Abe

Abe

Monday, October 1, 2007

Lady Madonna


The last time the Madonna was spotted in Jerusalem, time split with a line marking "Before" and "After." Now, splicing Hollywood and the Holy Land together last week, the modern mega pop icon was celebrating Rosh Hashanah with Israeli President Shimon Peres and declaring herself an "ambassador for Judaism."


OK, so this Madonna, unlike the other, is not Jewish. But she is real big on kabbalah, an esoteric corner of learning that like, a slice of Levi’s bread, is wide enough that you shouldn’t have to be Jewish to like it.

But because she’s not stamped kosher, she’s gotten a lot of flack for dipping into a plate of Jewish mysticism that for some is sacred and not just another New Age fad. In fact, rabbis have criticized both her and other celebs’ fascination with the subject, claiming only bona fide students can understand the mysteries.
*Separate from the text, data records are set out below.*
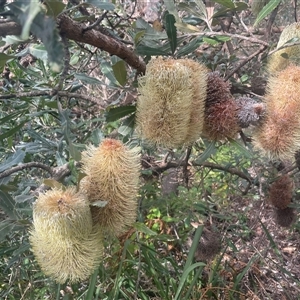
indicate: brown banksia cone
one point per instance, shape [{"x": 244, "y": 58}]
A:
[
  {"x": 285, "y": 217},
  {"x": 111, "y": 184},
  {"x": 281, "y": 192},
  {"x": 170, "y": 107},
  {"x": 63, "y": 239},
  {"x": 221, "y": 118},
  {"x": 209, "y": 245},
  {"x": 279, "y": 134},
  {"x": 282, "y": 58},
  {"x": 250, "y": 112}
]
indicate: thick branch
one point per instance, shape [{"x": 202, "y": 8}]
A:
[
  {"x": 26, "y": 166},
  {"x": 77, "y": 32}
]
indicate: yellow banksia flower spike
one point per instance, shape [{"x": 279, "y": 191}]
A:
[{"x": 112, "y": 171}]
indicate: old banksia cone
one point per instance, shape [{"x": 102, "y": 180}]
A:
[
  {"x": 279, "y": 134},
  {"x": 281, "y": 192},
  {"x": 221, "y": 118},
  {"x": 170, "y": 108},
  {"x": 112, "y": 171},
  {"x": 63, "y": 239},
  {"x": 280, "y": 59}
]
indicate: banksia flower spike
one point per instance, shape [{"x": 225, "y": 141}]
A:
[
  {"x": 281, "y": 192},
  {"x": 112, "y": 178},
  {"x": 282, "y": 58},
  {"x": 279, "y": 134},
  {"x": 221, "y": 119},
  {"x": 171, "y": 103},
  {"x": 64, "y": 241}
]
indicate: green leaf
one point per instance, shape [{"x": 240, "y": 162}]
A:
[
  {"x": 171, "y": 31},
  {"x": 226, "y": 3},
  {"x": 145, "y": 50},
  {"x": 3, "y": 59},
  {"x": 13, "y": 160},
  {"x": 116, "y": 113},
  {"x": 267, "y": 9},
  {"x": 141, "y": 227},
  {"x": 90, "y": 80},
  {"x": 120, "y": 72},
  {"x": 54, "y": 7},
  {"x": 101, "y": 4},
  {"x": 12, "y": 131}
]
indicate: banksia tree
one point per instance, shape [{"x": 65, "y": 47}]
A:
[
  {"x": 282, "y": 58},
  {"x": 221, "y": 119},
  {"x": 64, "y": 241},
  {"x": 281, "y": 192},
  {"x": 170, "y": 107},
  {"x": 111, "y": 184},
  {"x": 279, "y": 134}
]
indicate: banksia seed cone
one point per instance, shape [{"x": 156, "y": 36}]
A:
[
  {"x": 112, "y": 172},
  {"x": 63, "y": 239},
  {"x": 171, "y": 105},
  {"x": 279, "y": 60},
  {"x": 281, "y": 192},
  {"x": 279, "y": 134},
  {"x": 249, "y": 112},
  {"x": 221, "y": 119},
  {"x": 285, "y": 217}
]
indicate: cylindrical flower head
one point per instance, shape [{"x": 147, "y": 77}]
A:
[
  {"x": 112, "y": 172},
  {"x": 221, "y": 118},
  {"x": 279, "y": 60},
  {"x": 199, "y": 77},
  {"x": 63, "y": 240},
  {"x": 281, "y": 192},
  {"x": 165, "y": 103},
  {"x": 279, "y": 134}
]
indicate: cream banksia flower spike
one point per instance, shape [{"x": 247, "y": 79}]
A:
[
  {"x": 64, "y": 241},
  {"x": 170, "y": 108},
  {"x": 279, "y": 134},
  {"x": 112, "y": 171}
]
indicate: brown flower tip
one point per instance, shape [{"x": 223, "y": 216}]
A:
[
  {"x": 281, "y": 59},
  {"x": 65, "y": 243},
  {"x": 111, "y": 184},
  {"x": 170, "y": 107},
  {"x": 279, "y": 134},
  {"x": 249, "y": 112},
  {"x": 281, "y": 192},
  {"x": 285, "y": 217},
  {"x": 221, "y": 119}
]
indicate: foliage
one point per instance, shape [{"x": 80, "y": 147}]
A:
[{"x": 60, "y": 93}]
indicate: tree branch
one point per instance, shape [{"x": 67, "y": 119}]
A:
[
  {"x": 26, "y": 166},
  {"x": 76, "y": 32}
]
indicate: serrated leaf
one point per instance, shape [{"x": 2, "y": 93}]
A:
[
  {"x": 116, "y": 113},
  {"x": 145, "y": 50},
  {"x": 144, "y": 229},
  {"x": 3, "y": 59},
  {"x": 13, "y": 160},
  {"x": 53, "y": 184},
  {"x": 171, "y": 31},
  {"x": 267, "y": 9},
  {"x": 101, "y": 4},
  {"x": 120, "y": 72},
  {"x": 90, "y": 80},
  {"x": 54, "y": 7},
  {"x": 226, "y": 3}
]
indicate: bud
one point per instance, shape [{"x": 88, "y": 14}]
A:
[
  {"x": 171, "y": 105},
  {"x": 111, "y": 184},
  {"x": 64, "y": 241},
  {"x": 279, "y": 134}
]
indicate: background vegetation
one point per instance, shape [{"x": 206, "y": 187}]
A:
[{"x": 69, "y": 79}]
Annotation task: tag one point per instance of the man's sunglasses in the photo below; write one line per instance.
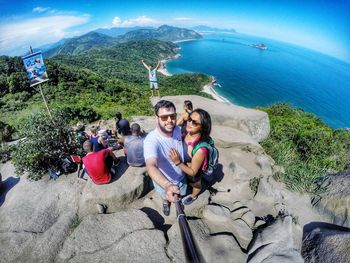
(194, 122)
(166, 117)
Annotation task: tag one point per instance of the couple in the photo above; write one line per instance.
(169, 158)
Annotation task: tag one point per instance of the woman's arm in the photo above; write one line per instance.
(196, 164)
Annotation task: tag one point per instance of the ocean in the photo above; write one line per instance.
(253, 77)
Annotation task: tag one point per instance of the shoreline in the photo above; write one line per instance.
(208, 88)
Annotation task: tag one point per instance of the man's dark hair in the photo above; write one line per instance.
(163, 104)
(87, 146)
(118, 115)
(135, 128)
(205, 124)
(188, 105)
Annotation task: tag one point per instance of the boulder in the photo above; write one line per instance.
(36, 218)
(275, 242)
(253, 122)
(212, 248)
(326, 243)
(129, 185)
(120, 237)
(333, 198)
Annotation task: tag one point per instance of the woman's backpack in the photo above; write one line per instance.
(213, 159)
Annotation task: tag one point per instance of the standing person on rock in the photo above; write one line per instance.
(168, 179)
(198, 130)
(152, 76)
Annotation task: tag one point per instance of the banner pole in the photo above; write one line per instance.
(47, 107)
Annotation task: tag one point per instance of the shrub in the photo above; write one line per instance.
(6, 132)
(47, 141)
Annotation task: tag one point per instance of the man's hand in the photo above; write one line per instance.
(174, 156)
(171, 192)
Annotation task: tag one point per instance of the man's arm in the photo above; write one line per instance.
(145, 65)
(158, 65)
(171, 190)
Pouring milk on their meat, she got them kvetching with her song, "Isaac," which they claim is about the 16th-century kabbalist Yitzhak Luria and which she says isn’t.

Say what you will, Madonna has got chutzpah and unlike her younger protégé, Britney, who can’t gain any respect these days, Madonna has remained a lasting figure. While consistently ticking off the religious community, from the time she set foot on the world’s stage, through "Like a Virgin" to recently presenting herself on the cross in concert, she has always danced at the edge of the borderline.

She’s stumbled without totally wiping out, consistently remaining in control of her brand, even while re- inventing it. Her dare has always been part of her act. That thin borderline today is known as the TMZ line and while strutting on it, she’s paradoxically created for herself an iconic status that aspires toward the spiritual.

TMZ, a popular Web site and now nationally syndicated half-hour show on Fox, puts the "oi" in tabloid. It’s the site that publicized Mel Gibson’s anti-Semitic tirade, Michael Richards’ onstage meltdown and an up-to-the-minute skinny on a chubby O.J. While more and more celebrities get engulfed in it and drown in the swamp of Hollywood, she’s a survivor.

That show’s host happens to be a Jewish boy, Harvey Levin, who covers the strange fascination we have with fantasyland. On the site he writes, "I know a lot about Hollywood, in no small part because I’ve lived here almost my whole life and I’m pretty much older than dirt." Interesting description, since he peddles it, too. Meanwhile, in the past decade overall production has increased to mud slide levels.

Since the Juice in the Bronco, how far off has mainstream news been from the same feeding trough? O.J. was when it all shifted and the polluted tributary became the contaminated river. You don’t have to read the tabloids to know Rosie’s wacko, Eminem’s a misogynist and Mel’s a psycho. Their stains are all part of the same washload now. Madonna just lifted the underwear out, wore them as outerwear, pranced on the catwalk and made them hip.

Along the way, she’s rocked the books. "The Guinness Book of Records" lists her as the most successful female recording artist ever; she holds the record for the top-grossing concert tour by a female artist and has an estimated net worth of $325 million.

Fame can be nasty, brutish and short. Like our people, she has lasted. And like us, with more branches than a burning bush, stretching in various directions all pointed up, she digs our eretz, recently claiming, "I wouldn’t say studying kabbalah for eight years goes under the category or falls under the category of being a fad or a trend."

While the material girl from Michigan has her feet planted in the mud, she’s also always reached for the stars.